Researchers recruited 20 five-year-olds and videoed them individually answering a range of verbal arithmetic questions of varying difficulty. All questions were posed by the same researcher, who sat in front of them.
Half of the children were instructed to look away from the researcher while they considered the answers - a technique known as 'gaze aversion'. The others received no such instruction and acted as a control group.
The team of researchers found that the children encouraged to look away answered 72.5 per cent of the questions correctly, compared with just 55.9 per cent in the control group.
Dr Gwyneth Doherty-Sneddon, developmental psychologist at Stirling University and researcher in the study, said, 'Faces are very cognitively demanding. When we look at a person's face we tend to be drawn into it and this can be distracting. Averting your gaze helps: it makes it easier to concentrate.

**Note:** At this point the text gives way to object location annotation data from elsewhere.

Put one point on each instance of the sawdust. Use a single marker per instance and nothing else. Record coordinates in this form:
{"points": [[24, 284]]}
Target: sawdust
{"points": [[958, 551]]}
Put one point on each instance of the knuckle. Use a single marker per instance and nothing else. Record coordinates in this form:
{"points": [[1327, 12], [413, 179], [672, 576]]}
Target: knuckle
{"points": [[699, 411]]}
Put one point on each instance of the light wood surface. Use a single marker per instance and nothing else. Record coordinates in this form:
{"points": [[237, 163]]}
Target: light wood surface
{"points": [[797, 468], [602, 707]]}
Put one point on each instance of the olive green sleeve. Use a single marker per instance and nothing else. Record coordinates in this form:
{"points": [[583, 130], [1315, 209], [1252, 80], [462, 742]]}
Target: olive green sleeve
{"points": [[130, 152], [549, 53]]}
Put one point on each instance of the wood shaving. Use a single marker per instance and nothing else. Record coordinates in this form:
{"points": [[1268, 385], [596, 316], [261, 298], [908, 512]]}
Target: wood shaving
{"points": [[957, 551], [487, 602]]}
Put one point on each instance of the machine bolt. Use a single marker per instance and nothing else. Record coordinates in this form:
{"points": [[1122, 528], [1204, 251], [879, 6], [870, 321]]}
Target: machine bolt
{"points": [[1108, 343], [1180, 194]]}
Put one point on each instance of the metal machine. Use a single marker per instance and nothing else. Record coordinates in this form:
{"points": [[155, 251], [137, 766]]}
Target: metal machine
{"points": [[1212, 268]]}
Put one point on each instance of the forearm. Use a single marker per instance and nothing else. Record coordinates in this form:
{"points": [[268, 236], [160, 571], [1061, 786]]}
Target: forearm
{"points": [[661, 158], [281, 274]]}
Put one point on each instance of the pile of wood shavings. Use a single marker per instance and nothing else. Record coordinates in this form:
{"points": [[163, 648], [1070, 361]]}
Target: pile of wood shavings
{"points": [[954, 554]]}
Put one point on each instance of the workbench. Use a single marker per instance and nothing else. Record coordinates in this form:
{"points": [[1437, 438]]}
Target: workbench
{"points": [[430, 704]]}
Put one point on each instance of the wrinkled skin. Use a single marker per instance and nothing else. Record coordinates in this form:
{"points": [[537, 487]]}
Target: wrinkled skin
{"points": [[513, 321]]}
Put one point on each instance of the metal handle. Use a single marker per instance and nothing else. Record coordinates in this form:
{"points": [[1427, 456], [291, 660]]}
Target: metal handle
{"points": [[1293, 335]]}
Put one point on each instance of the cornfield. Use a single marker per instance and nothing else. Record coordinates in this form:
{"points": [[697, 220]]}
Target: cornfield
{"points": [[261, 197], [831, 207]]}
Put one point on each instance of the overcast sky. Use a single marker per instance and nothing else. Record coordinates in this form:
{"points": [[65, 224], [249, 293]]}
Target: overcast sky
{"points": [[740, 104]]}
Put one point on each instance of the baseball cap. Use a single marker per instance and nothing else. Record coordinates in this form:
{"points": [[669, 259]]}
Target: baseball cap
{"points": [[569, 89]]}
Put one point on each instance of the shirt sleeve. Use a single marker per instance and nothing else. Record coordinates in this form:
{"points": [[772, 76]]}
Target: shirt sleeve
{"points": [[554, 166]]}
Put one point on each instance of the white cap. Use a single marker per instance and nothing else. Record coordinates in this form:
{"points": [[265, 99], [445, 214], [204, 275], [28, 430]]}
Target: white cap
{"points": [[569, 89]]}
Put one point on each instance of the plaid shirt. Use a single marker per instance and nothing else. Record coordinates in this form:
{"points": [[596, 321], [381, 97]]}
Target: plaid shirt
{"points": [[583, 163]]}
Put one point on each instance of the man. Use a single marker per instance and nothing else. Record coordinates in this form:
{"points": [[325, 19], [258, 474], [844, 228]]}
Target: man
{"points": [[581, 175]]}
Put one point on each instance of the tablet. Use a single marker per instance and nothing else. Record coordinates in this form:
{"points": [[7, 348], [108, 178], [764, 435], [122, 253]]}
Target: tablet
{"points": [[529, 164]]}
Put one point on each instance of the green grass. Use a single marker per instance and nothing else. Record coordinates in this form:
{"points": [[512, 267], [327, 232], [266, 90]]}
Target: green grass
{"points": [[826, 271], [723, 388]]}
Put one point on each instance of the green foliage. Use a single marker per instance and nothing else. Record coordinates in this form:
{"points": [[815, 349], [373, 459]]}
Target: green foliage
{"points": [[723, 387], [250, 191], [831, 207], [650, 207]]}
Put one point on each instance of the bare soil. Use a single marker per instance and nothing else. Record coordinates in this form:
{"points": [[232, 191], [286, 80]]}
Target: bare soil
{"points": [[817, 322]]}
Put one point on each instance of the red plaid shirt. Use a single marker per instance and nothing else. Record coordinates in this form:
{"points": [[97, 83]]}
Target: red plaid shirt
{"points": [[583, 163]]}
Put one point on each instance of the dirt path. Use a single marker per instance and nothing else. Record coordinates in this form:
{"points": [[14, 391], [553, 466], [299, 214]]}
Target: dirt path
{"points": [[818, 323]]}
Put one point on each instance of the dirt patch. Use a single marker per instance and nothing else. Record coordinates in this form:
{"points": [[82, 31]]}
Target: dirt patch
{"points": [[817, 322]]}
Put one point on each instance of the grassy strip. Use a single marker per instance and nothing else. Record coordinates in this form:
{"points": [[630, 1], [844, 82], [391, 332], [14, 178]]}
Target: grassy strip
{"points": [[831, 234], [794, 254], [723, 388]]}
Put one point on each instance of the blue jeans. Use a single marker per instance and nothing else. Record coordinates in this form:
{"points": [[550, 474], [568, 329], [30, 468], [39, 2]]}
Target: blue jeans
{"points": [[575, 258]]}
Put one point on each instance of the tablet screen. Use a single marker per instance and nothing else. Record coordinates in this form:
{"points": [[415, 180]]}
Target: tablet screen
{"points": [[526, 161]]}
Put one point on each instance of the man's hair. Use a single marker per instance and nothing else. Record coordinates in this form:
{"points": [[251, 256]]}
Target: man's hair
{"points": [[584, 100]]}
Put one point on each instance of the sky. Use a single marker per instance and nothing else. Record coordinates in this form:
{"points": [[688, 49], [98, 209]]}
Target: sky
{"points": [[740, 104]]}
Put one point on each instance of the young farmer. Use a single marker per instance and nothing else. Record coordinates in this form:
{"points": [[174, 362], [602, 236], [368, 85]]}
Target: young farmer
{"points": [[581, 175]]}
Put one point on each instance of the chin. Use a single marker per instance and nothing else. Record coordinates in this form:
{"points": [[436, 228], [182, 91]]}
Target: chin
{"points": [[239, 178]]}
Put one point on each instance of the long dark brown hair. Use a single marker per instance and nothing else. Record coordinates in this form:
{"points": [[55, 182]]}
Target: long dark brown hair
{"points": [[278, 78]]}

'We know that gaze aversion increases as children get older.
Eight-year-olds look away 80 to 90 per cent of the time, but five-year-olds only avert their gaze 30 to 40 per cent of the time.
'It is possible that the encouragement of gaze aversion could improve children's performance.
'However, the technique must be used appropriately. Children gain important visual clues from looking at their teacher's face when the teacher is speaking. But when the child is actively processing something in their head, it can be more useful to look away.'
'Helping children think: Gaze aversion and teaching' is published in the British Journal of Developmental Psychology (www.bpsjournals.co.uk/bjdp).